C'est la fin de la deuxième cuisson. Caroline ouvre la porte du four encore chaud : "ce four contient des carreaux qui ont été réalisés dans le cadre d'une commande d'un décorateur français pour un client américain et ces carreaux seront envoyés à un revendeur spécialisé dans le carreau haut-de-gamme."
L'art de la faïence, entre tradition et modernité
Ce type de faïence, héritière d'une tradition séculaire, orne déjà les murs des cuisines de maisons illustres, comme celle du peintre Claude Monet, de l'écrivain Emile Zola ou encore du château de Vaux-le-Vicomte. Et la demande pour ces pièces uniques ne faiblit pas.
Récemment Caroline Sobczak a reçu de nouvelles commandes pour des demeures historiques en quête d'une restauration fidèle à l'art français traditionnel. "J'ai été sollicitée par la municipalité d'Essoyes qui a acquis la maison familiale du peintre Pierre Auguste Renoir pour la transformer en musée, énonce fièrement la céramiste. Cette maison avait subi les outrages du temps et ils ont décidé de retrouver l'atmosphère en termes de déco et mobilier au plus proche de ce qu'elle pouvait être à l'époque. Et j'ai également eu la chance de travailler pour la restauration du Collège Royal et Militaire de Thyron-Gardais, en Normandie, qui est l'actuelle propriété de Stéphane Bern. J'ai réalisé les carreaux des différentes salles de bain et de la cuisine avec le plaisir de varier de pièce en pièce les coloris, les motifs tout en personnalisant les commandes avec le grand concours de l'architecte".
Un engouement local et des perspectives d'avenir
Mais la transmission de cette tradition ne s'arrête pas là.
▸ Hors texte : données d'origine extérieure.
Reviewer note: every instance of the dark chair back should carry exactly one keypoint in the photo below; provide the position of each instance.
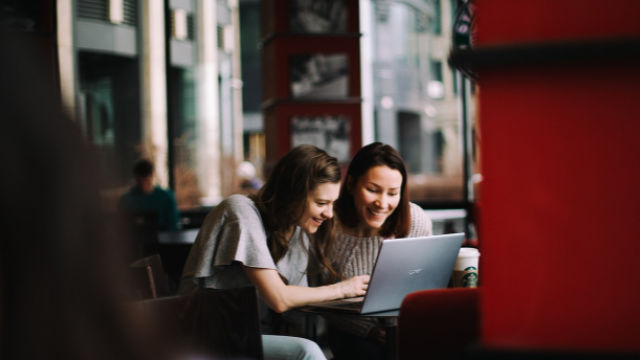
(438, 324)
(149, 278)
(218, 324)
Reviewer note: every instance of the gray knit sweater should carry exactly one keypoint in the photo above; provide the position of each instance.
(357, 255)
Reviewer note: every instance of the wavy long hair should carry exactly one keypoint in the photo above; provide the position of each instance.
(375, 154)
(283, 199)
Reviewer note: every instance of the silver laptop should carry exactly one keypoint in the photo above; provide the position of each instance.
(403, 266)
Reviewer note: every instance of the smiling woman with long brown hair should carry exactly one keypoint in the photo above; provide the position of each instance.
(373, 205)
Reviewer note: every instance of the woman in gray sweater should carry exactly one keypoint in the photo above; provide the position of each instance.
(373, 205)
(264, 241)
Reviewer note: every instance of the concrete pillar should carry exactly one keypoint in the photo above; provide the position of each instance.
(208, 147)
(154, 90)
(66, 57)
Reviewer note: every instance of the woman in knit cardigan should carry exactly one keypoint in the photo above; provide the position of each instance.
(373, 205)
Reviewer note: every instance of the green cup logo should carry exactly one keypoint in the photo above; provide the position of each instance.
(470, 277)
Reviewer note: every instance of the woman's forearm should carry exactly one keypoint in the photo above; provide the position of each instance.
(281, 297)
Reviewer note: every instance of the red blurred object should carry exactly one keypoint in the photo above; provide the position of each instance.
(438, 324)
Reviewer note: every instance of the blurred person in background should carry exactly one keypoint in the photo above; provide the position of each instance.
(62, 279)
(147, 198)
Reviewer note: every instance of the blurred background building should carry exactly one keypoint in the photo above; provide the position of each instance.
(179, 81)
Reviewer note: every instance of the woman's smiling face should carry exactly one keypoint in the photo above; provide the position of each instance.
(319, 206)
(376, 194)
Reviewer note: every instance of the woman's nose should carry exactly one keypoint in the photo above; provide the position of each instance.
(381, 201)
(328, 212)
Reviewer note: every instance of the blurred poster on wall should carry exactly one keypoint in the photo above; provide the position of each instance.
(317, 16)
(319, 76)
(328, 132)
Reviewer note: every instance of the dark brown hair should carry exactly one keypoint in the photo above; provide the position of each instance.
(375, 154)
(283, 198)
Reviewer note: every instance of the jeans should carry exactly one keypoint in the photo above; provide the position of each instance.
(277, 347)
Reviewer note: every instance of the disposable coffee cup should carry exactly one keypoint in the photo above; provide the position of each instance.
(465, 271)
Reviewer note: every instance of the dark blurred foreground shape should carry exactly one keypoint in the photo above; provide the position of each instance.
(219, 324)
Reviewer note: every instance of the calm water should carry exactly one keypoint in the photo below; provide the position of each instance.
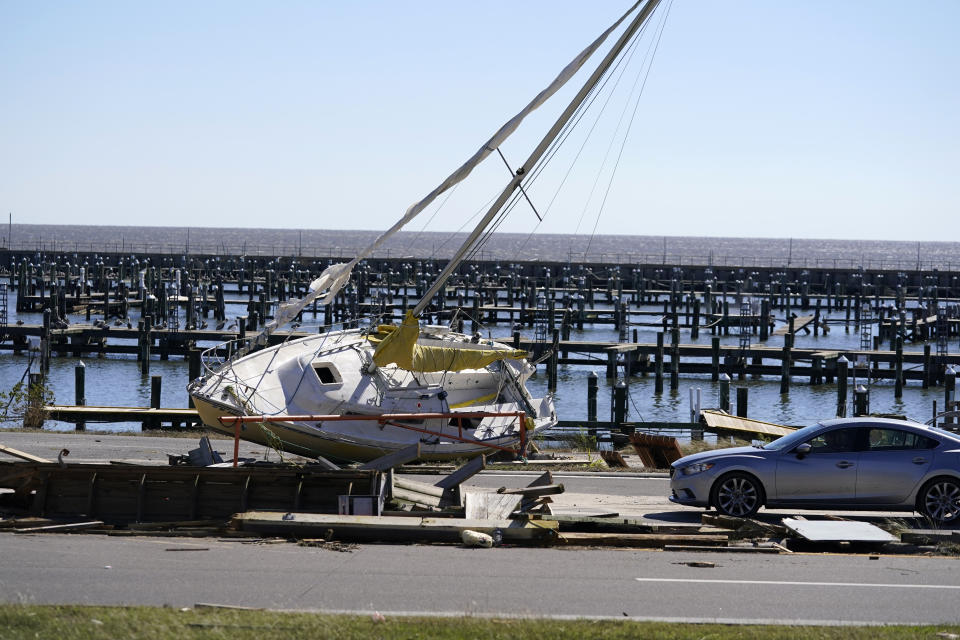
(116, 381)
(506, 246)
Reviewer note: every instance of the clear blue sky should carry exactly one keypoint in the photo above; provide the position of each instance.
(818, 118)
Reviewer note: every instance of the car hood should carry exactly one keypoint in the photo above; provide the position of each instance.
(703, 456)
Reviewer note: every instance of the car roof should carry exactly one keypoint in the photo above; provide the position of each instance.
(869, 420)
(893, 423)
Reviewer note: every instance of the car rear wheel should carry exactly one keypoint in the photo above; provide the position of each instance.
(940, 500)
(737, 494)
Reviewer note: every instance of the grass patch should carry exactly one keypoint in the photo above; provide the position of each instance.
(82, 623)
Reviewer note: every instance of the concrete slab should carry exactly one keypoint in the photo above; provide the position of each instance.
(837, 531)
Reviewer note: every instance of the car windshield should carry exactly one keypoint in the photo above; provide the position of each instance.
(793, 439)
(944, 432)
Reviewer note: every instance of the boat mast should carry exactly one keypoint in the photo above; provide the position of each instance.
(537, 153)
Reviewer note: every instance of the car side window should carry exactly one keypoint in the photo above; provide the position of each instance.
(897, 440)
(835, 441)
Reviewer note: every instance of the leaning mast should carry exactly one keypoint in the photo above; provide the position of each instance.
(538, 152)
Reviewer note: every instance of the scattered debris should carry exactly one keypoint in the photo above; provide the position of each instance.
(641, 540)
(656, 452)
(62, 528)
(472, 538)
(837, 531)
(16, 453)
(614, 459)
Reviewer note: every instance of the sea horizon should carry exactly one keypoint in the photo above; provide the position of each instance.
(307, 243)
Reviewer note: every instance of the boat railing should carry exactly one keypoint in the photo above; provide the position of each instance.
(393, 420)
(213, 358)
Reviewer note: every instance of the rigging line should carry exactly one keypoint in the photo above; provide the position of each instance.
(580, 115)
(429, 221)
(467, 222)
(636, 106)
(582, 110)
(596, 181)
(485, 238)
(621, 65)
(520, 185)
(571, 123)
(568, 130)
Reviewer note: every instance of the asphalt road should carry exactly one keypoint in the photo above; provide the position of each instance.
(446, 579)
(798, 588)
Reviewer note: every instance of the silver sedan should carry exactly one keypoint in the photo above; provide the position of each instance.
(852, 463)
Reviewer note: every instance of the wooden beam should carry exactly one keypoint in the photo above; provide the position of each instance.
(16, 453)
(542, 490)
(464, 473)
(62, 528)
(403, 456)
(390, 527)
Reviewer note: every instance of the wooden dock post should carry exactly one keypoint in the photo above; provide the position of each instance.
(553, 362)
(620, 402)
(45, 343)
(949, 392)
(816, 370)
(592, 386)
(725, 392)
(898, 369)
(146, 341)
(695, 325)
(194, 369)
(658, 367)
(764, 320)
(842, 368)
(742, 393)
(785, 364)
(675, 360)
(156, 383)
(861, 400)
(79, 391)
(714, 358)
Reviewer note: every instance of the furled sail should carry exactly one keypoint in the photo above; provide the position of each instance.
(400, 347)
(336, 276)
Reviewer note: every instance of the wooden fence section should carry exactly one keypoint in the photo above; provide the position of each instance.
(144, 493)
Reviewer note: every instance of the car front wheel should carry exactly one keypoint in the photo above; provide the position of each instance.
(737, 494)
(940, 500)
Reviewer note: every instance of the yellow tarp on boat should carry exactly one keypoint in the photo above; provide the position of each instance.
(400, 347)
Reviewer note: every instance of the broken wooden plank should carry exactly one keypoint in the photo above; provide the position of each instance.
(837, 531)
(390, 527)
(614, 459)
(418, 487)
(928, 536)
(722, 549)
(485, 504)
(415, 497)
(62, 528)
(639, 540)
(720, 421)
(403, 456)
(546, 478)
(464, 473)
(742, 525)
(16, 453)
(529, 492)
(325, 464)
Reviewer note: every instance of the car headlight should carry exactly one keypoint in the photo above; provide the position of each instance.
(698, 467)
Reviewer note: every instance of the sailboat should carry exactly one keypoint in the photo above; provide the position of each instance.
(358, 394)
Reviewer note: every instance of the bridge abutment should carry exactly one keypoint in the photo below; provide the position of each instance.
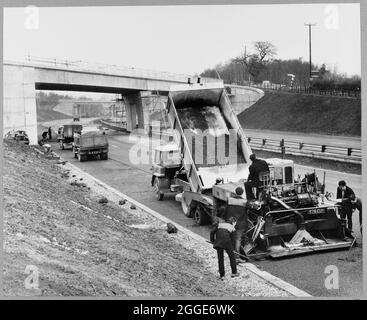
(134, 111)
(20, 111)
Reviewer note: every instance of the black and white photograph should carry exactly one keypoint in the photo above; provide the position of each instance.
(182, 151)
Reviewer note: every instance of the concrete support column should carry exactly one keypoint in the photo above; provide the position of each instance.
(19, 108)
(134, 111)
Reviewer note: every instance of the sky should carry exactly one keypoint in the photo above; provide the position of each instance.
(184, 39)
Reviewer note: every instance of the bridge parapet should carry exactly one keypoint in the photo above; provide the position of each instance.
(105, 69)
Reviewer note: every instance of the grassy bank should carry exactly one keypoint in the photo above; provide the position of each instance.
(304, 113)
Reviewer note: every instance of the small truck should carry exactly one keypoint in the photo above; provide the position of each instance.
(88, 145)
(66, 134)
(288, 217)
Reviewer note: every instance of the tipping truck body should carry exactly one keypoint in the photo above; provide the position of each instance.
(212, 145)
(92, 144)
(287, 217)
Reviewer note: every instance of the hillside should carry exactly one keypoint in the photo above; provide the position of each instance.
(54, 223)
(304, 113)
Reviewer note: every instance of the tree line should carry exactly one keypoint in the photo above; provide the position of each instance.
(260, 64)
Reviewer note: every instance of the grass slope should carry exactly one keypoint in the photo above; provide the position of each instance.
(304, 113)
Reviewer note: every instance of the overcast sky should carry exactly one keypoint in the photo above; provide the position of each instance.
(185, 39)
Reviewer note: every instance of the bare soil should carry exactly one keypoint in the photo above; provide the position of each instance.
(81, 246)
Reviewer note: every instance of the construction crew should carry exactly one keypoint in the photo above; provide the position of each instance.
(220, 236)
(346, 196)
(258, 166)
(236, 208)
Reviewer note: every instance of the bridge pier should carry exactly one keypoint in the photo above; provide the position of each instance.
(20, 110)
(134, 111)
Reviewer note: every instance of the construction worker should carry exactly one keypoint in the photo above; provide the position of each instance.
(220, 236)
(44, 135)
(346, 196)
(357, 204)
(236, 208)
(258, 166)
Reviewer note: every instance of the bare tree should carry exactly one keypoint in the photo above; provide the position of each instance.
(256, 62)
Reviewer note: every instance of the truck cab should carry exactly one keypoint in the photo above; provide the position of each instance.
(166, 163)
(66, 134)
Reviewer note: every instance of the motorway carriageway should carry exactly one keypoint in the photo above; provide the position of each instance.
(305, 272)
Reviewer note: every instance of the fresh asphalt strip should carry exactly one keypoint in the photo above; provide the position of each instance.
(277, 282)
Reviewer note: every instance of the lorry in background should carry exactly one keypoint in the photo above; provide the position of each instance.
(288, 216)
(88, 145)
(66, 134)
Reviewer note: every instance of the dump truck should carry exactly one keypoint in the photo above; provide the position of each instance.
(209, 158)
(90, 145)
(66, 134)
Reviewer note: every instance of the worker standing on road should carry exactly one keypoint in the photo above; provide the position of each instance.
(346, 195)
(357, 204)
(44, 135)
(258, 166)
(236, 208)
(220, 236)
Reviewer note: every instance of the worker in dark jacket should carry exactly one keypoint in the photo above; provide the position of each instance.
(258, 166)
(357, 204)
(346, 196)
(220, 236)
(236, 208)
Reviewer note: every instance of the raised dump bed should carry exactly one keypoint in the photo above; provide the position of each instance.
(210, 137)
(90, 145)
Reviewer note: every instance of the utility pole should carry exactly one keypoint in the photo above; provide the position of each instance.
(309, 40)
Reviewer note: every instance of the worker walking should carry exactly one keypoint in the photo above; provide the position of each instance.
(236, 208)
(346, 195)
(257, 167)
(220, 236)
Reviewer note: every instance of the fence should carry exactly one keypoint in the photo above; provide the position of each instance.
(306, 90)
(336, 153)
(317, 151)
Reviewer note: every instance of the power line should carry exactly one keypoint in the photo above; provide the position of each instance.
(310, 25)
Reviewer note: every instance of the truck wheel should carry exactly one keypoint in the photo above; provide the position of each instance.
(160, 195)
(201, 218)
(186, 209)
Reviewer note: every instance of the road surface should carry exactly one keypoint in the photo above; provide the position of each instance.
(341, 141)
(125, 174)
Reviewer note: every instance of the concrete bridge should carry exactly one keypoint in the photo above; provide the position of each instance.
(22, 79)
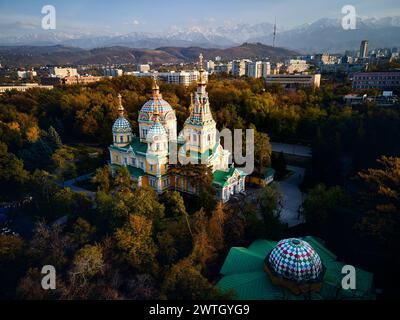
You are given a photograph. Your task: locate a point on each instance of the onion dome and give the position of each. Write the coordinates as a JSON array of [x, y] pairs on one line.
[[156, 129], [121, 125], [156, 101], [295, 260]]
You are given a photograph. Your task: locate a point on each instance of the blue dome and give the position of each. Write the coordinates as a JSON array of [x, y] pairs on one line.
[[148, 108], [295, 260], [121, 125], [157, 129]]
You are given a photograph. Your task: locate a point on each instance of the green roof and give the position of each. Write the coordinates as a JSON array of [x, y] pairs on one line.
[[136, 144], [133, 171], [269, 172], [243, 271], [221, 177]]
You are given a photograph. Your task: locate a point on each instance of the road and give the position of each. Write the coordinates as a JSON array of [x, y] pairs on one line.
[[292, 196]]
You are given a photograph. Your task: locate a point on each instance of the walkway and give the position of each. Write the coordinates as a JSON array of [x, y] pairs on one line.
[[292, 196]]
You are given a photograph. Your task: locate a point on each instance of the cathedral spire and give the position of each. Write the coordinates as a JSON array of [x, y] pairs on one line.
[[202, 81], [155, 87], [191, 106], [120, 107]]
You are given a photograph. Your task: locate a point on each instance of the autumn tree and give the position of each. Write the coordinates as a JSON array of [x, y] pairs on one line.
[[270, 206], [380, 201], [136, 243], [87, 262], [12, 173], [103, 178], [321, 207], [185, 281], [216, 227]]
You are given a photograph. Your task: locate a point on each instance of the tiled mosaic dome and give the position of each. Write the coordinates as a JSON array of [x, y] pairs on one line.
[[295, 260], [148, 108], [156, 129], [121, 125]]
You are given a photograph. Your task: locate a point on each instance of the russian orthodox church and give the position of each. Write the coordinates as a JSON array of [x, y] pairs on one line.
[[291, 269], [147, 156]]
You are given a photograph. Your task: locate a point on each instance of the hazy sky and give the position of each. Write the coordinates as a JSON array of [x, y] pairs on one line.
[[123, 16]]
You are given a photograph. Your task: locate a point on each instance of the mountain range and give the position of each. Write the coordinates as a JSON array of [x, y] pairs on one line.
[[21, 56], [324, 35]]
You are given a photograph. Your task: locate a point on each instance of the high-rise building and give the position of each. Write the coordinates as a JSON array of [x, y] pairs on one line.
[[210, 66], [254, 69], [239, 67], [266, 69], [111, 72], [143, 67], [293, 80], [296, 65], [65, 72], [377, 80], [26, 74], [148, 157], [364, 49]]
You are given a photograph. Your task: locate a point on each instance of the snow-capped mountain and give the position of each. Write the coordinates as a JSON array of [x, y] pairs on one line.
[[323, 35]]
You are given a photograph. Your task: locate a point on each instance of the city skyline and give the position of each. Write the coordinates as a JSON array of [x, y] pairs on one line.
[[126, 16]]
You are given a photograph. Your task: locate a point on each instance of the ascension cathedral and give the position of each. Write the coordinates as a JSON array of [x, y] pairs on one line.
[[147, 156]]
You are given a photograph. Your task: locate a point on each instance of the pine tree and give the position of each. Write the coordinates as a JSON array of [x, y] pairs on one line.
[[54, 139]]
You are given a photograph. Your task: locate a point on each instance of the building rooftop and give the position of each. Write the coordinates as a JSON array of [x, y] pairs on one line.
[[244, 272]]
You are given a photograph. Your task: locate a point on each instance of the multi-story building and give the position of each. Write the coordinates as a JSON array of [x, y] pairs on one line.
[[24, 87], [223, 68], [64, 72], [377, 80], [266, 69], [143, 68], [210, 66], [296, 65], [148, 156], [112, 72], [28, 74], [364, 49], [239, 67], [254, 69], [80, 80], [325, 58], [185, 78], [292, 80]]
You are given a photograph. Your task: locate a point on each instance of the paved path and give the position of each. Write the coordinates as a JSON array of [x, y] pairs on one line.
[[70, 184], [293, 149], [292, 196]]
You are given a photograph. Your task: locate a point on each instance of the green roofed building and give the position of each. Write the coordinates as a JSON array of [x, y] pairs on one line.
[[291, 269], [149, 156]]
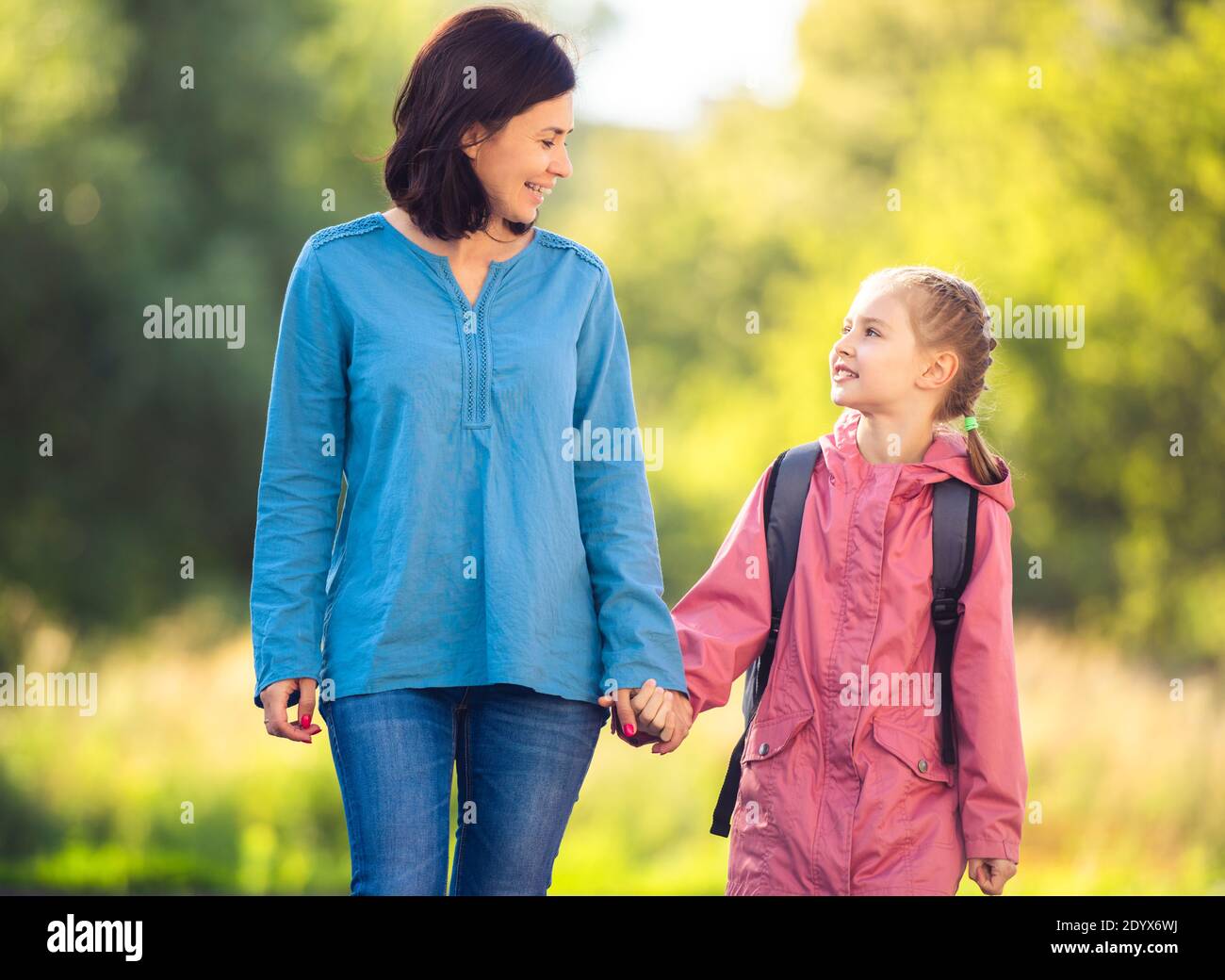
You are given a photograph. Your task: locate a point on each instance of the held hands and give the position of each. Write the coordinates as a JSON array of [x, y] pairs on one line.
[[276, 711], [650, 714], [990, 874]]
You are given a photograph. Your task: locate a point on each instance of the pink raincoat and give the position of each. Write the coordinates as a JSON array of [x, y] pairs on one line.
[[841, 794]]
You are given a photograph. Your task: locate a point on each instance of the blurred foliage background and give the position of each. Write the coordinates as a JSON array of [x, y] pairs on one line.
[[1058, 194]]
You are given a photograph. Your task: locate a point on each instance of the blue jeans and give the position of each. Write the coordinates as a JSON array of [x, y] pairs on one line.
[[519, 758]]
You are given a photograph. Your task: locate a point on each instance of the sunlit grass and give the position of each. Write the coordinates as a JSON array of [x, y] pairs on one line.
[[174, 787]]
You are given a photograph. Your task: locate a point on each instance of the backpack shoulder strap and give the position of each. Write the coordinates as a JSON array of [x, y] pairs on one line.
[[787, 489], [955, 517]]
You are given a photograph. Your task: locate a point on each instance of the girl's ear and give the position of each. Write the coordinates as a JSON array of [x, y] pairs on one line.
[[942, 368]]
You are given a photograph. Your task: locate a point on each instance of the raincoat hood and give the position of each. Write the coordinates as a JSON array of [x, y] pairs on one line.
[[947, 456]]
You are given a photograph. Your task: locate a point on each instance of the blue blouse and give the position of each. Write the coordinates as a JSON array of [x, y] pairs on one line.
[[481, 540]]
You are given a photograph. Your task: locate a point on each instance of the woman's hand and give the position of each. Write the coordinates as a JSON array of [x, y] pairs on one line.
[[644, 713], [990, 874], [276, 710]]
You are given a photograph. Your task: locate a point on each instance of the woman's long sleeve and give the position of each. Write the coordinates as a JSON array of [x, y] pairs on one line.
[[301, 479], [615, 514]]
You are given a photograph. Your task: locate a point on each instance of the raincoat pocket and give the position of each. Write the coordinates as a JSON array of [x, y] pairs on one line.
[[919, 754], [768, 736], [767, 771], [775, 820]]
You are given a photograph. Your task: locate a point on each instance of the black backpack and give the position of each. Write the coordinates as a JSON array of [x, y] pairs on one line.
[[955, 511]]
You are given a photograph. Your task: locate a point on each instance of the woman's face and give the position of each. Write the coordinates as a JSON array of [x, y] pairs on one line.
[[530, 150], [877, 342]]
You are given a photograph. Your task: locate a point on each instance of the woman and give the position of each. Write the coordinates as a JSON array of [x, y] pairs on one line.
[[485, 583]]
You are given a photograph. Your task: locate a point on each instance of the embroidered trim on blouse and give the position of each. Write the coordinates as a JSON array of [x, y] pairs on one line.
[[356, 227], [560, 241]]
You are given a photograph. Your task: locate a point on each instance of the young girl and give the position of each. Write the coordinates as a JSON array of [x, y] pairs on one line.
[[841, 794]]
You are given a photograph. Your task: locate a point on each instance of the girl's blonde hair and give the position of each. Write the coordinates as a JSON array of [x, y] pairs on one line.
[[950, 314]]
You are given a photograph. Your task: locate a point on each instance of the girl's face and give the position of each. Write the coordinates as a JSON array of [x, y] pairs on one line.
[[877, 343], [528, 150]]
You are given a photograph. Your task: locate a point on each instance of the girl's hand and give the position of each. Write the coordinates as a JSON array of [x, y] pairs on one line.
[[276, 711], [990, 874], [682, 718], [645, 713]]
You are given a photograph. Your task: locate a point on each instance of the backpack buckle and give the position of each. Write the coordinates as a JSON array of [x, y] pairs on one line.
[[943, 612]]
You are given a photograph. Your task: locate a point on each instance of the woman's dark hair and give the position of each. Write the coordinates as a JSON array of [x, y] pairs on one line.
[[482, 65]]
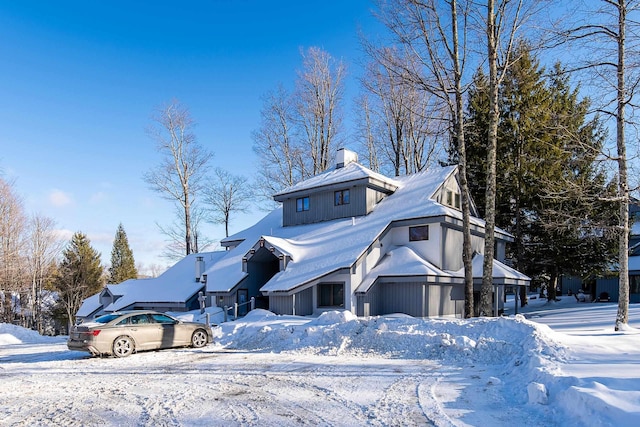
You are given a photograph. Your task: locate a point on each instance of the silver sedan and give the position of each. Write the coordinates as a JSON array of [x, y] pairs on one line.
[[123, 333]]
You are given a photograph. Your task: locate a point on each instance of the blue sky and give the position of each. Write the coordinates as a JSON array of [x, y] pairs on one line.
[[79, 81]]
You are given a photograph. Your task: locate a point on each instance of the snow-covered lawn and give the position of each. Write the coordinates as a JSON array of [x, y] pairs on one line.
[[563, 366]]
Dans sa boutique, Caroline Sobczak accueille aussi des particuliers, venus découvrir et acheter des pièces de vaisselle, désormais très prisées. La faïence, avec son charme ancien et ses couleurs subtiles, retrouve sa place dans les intérieurs modernes. "Ma grande satisfaction, c'est de ne pas considérer ce savoir-faire comme enfermé dans une vitrine ou dans un musée, mais de contribuer à le faire vivre en particulier en accompagnant des clients qui ont des projets de vaisselle personnalisée ou de carrelage. On rentre dans leur intimité et faire un pont entre les usages contemporains et un intérieur traditionnel, c'est quelque chose qui me réjouit beaucoup."
Cet engouement pour l'artisanat, la céramiste le perçoit comme une assurance pour l'avenir. "Je ne suis pas particulièrement inquiète pour la transmission de ce savoir-faire, confie-t-elle. En France, la céramique connaît un vrai regain d'intérêt, avec de nombreux artisans qui s'installent. Et du côté du grand public, on observe un attrait fort pour les métiers d'art et le patrimoine vivant". Face aux crises récentes, elle observe une prise de conscience : "Cela nous rappelle, très localement, qu'on a des pépites et des relations privilégiées avec des personnes qui exercent des métiers parfois originaux".
Dans son atelier de Ponchon, Caroline Sobczak continue de perpétuer cette tradition, portée par la conviction que l'artisanat saura toujours trouver sa place dans le cœur des gens.